如何加载和测试模型

在本教程中，我们将介绍如何加载和测试一个 espdl 模型。参考例程

准备工作
从 rodata 中加载模型
从 partition 中加载模型
从 sdcard 中加载模型
测试模型板端推理是否正确
测试模型内存占用
测试模型推理耗时

准备工作 

从 `rodata` 中加载模型 

在 CMakeLists.txt 中添加模型文件

如果要将 .espdl 模型文件放到 FLASH 芯片的 .rodata 段，需要在 CMakeLists.txt 中添加以下代码。前几行应放在 idf_component_register() 之前，最后一行应放在 idf_component_register() 之后。
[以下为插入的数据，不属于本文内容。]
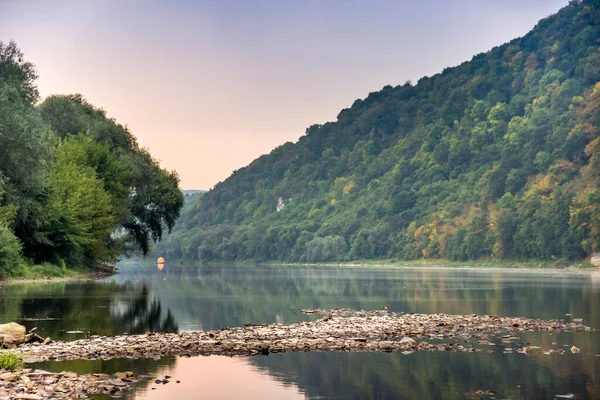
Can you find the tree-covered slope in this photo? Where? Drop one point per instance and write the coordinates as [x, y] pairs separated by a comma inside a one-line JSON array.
[[497, 157]]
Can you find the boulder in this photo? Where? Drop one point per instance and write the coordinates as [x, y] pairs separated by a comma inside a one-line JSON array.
[[12, 333]]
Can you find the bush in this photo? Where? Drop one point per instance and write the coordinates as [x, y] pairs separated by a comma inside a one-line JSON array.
[[10, 252], [10, 361]]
idf_build_get_property(component_targets __COMPONENT_TARGETS)
if ("___idf_espressif__esp-dl" IN_LIST component_targets)
   idf_component_get_property(espdl_dir espressif__esp-dl COMPONENT_DIR)
elseif("___idf_esp-dl" IN_LIST component_targets)
   idf_component_get_property(espdl_dir esp-dl COMPONENT_DIR)
endif()
set(cmake_dir ${espdl_dir}/fbs_loader/cmake)
include(${cmake_dir}/utilities.cmake)
set(embed_files your_model_path/model_name.espdl)
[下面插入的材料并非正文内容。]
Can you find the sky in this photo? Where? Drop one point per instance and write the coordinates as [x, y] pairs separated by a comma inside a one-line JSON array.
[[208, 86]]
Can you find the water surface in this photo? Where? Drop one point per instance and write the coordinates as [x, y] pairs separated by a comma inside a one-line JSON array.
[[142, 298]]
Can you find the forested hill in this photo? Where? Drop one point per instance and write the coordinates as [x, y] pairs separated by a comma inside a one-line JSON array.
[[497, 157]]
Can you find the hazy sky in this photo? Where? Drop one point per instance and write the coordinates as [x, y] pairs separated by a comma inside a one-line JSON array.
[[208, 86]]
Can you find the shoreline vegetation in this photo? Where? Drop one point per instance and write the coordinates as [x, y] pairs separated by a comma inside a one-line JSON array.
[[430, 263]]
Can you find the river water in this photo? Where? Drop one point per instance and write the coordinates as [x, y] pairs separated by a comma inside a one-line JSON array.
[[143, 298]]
idf_component_register(...)

target_add_aligned_binary_data(${COMPONENT_LIB} ${embed_files} BINARY)

在程序中加载模型

// "_binary_model_espdl_start" is composed of three parts: the prefix "binary", the filename "model_espdl", and the suffix "_start".
extern const uint8_t model_espdl[] asm("_binary_model_espdl_start");

dl::Model *model = new dl::Model((const char *)model_espdl, fbs::MODEL_LOCATION_IN_FLASH_RODATA);

// Keep parameter in FLASH, saves PSRAM/internal RAM, lower performance.
// dl::Model *model = new dl::Model((const char *)model_espdl, fbs::MODEL_LOCATION_IN_FLASH_RODATA, 0, dl::MEMORY_MANAGER_GREEDY, nullptr, false);

备注

使用从 rodata 中加载模型时，由于 .rodata 段属于 app 分区，每次修改代码，模型文件都会被烧录。如果模型文件较大，可能需要调整 app 分区的大小。使用从 partition 中加载模型或者从 sdcard 中加载模型可以不重复烧录模型，有助于减少烧录的时间。
使用从 rodata 中加载模型或者从 partition 中加载模型时, 关闭 Model 构造函数中的 param_copy 选项可以防止 FLASH 中模型权重的复制到 PSRAM 或者 internal RAM。这样可以减少 PSRAM 或者 internal RAM 空间的使用。但是由于 PSRAM 或者 internal RAM 的频率高于 FLASH，模型的推理性能会下降。

从 `partition` 中加载模型 

在 partition.csv 中添加模型信息

关于 partition.csv ，请查阅分区表文档。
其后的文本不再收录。